R2 CORS stopped working for me

ilyabo · October 25, 2023, 7:36pm

I set up CORS for my R2 buckets and it was were working fine with pre-signed URLs. But today it suddenly stopped working without me changing anything. I am getting the same error in two different buckets:

Access to XMLHttpRequest at 'https://---.r2.cloudflarestorage.com/..' from origin 'http://localhost:4444' has been blocked by CORS policy: No 'Access-Control-Allow-Origin' header is present on the requested resource.

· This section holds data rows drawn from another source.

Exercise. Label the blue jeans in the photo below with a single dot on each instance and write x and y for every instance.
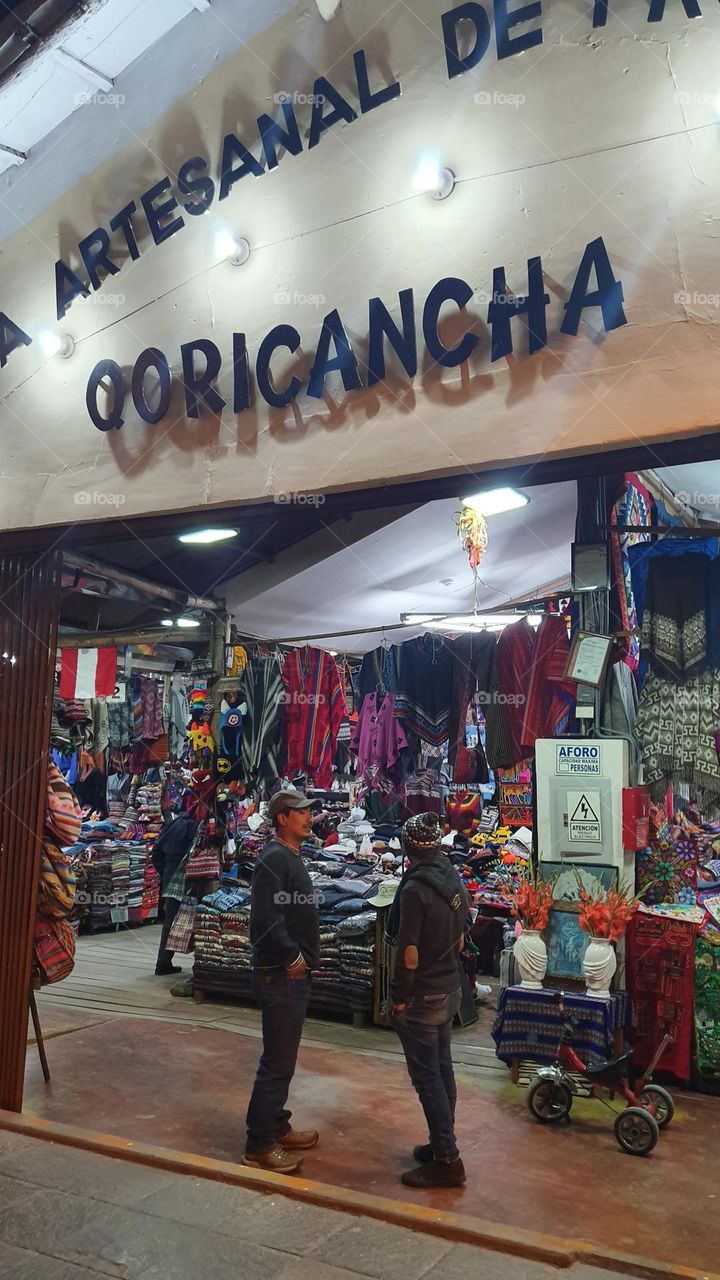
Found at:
(285, 1004)
(424, 1029)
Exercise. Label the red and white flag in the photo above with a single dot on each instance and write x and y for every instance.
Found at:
(87, 672)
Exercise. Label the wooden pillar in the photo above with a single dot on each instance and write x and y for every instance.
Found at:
(30, 595)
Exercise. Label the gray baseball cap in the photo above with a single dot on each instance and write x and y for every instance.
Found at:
(288, 800)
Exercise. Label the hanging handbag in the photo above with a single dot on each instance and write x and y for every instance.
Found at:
(54, 950)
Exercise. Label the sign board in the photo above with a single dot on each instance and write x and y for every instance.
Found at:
(583, 817)
(578, 758)
(119, 694)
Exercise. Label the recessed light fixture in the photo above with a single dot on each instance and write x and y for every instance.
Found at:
(466, 621)
(231, 247)
(205, 536)
(493, 502)
(434, 178)
(57, 344)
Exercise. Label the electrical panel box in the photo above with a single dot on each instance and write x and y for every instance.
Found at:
(579, 801)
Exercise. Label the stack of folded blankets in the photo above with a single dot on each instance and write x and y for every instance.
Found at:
(222, 932)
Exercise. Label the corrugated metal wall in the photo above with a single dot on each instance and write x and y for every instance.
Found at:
(30, 594)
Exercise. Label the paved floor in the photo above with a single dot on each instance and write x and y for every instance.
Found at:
(113, 977)
(186, 1088)
(71, 1215)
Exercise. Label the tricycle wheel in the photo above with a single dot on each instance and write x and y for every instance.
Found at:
(637, 1130)
(548, 1101)
(662, 1102)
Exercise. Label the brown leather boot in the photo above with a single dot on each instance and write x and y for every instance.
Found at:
(273, 1159)
(299, 1139)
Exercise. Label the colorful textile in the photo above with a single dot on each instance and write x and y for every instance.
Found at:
(63, 813)
(314, 708)
(675, 731)
(528, 1024)
(473, 667)
(529, 698)
(377, 739)
(151, 694)
(673, 635)
(666, 871)
(87, 672)
(264, 694)
(424, 695)
(707, 1004)
(660, 963)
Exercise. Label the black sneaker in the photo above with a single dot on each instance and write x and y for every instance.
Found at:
(437, 1174)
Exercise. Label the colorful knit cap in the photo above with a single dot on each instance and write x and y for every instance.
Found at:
(423, 831)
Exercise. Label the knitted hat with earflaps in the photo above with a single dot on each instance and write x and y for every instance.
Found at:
(422, 833)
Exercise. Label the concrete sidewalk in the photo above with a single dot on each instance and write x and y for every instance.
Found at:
(67, 1215)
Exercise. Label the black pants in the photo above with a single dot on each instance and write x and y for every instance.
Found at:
(285, 1004)
(424, 1029)
(169, 912)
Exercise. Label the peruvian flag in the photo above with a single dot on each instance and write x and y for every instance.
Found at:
(87, 672)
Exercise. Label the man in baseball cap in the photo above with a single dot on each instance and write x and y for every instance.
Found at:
(427, 919)
(285, 932)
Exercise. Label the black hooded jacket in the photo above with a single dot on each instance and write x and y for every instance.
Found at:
(429, 913)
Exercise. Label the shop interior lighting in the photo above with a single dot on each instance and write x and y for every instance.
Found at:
(466, 621)
(433, 178)
(206, 536)
(493, 502)
(57, 344)
(231, 247)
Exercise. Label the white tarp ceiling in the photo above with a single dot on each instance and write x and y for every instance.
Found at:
(414, 565)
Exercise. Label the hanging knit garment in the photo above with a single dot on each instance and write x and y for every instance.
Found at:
(674, 631)
(424, 677)
(677, 732)
(261, 739)
(529, 698)
(314, 708)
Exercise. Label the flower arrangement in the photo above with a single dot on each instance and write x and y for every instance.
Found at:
(532, 900)
(606, 914)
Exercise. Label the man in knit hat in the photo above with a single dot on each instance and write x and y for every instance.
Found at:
(428, 920)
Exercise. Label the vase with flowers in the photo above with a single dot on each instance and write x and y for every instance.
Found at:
(604, 917)
(532, 899)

I tried updating the policy to include ExposeHeaders, it didn’t help:

[
{
“AllowedOrigins”: [
“*”
],
“AllowedMethods”: [
“GET”,
“PUT”
],
“AllowedHeaders”: [
“Content-Type”,
“Content-Language”,
“Content-Encoding”,
“Content-Disposition”,
“X-Amz-Acl”
],
“ExposeHeaders”: [
“Content-Type”,
“Access-Control-Allow-Origin”,
“ETag”,
“Cache-Control”,
“Content-Disposition”,
“Content-Encoding”,
“Expires”
]
}
]

I also tried creating a new bucket and setting up the CORS policy again. Didn’t help either.

Does anyone experience the same issue?

ilyabo · October 25, 2023, 9:06pm

Turns out that the issue was that my R2 API token for S3 expired. I created a new one and updated them in the app, now it works again.
But it was really hard to find the cause of the problem, because the URL signing still worked (I used getSignedUrl from @aws-sdk/s3-request-presigner). It generated download urls, but these URLs didn’t include Access-Control-Allow-Origin in response headers. It would have been much more obvious if the singing was failing instead.

system · October 28, 2023, 9:06pm

This topic was automatically closed 3 days after the last reply. New replies are no longer allowed.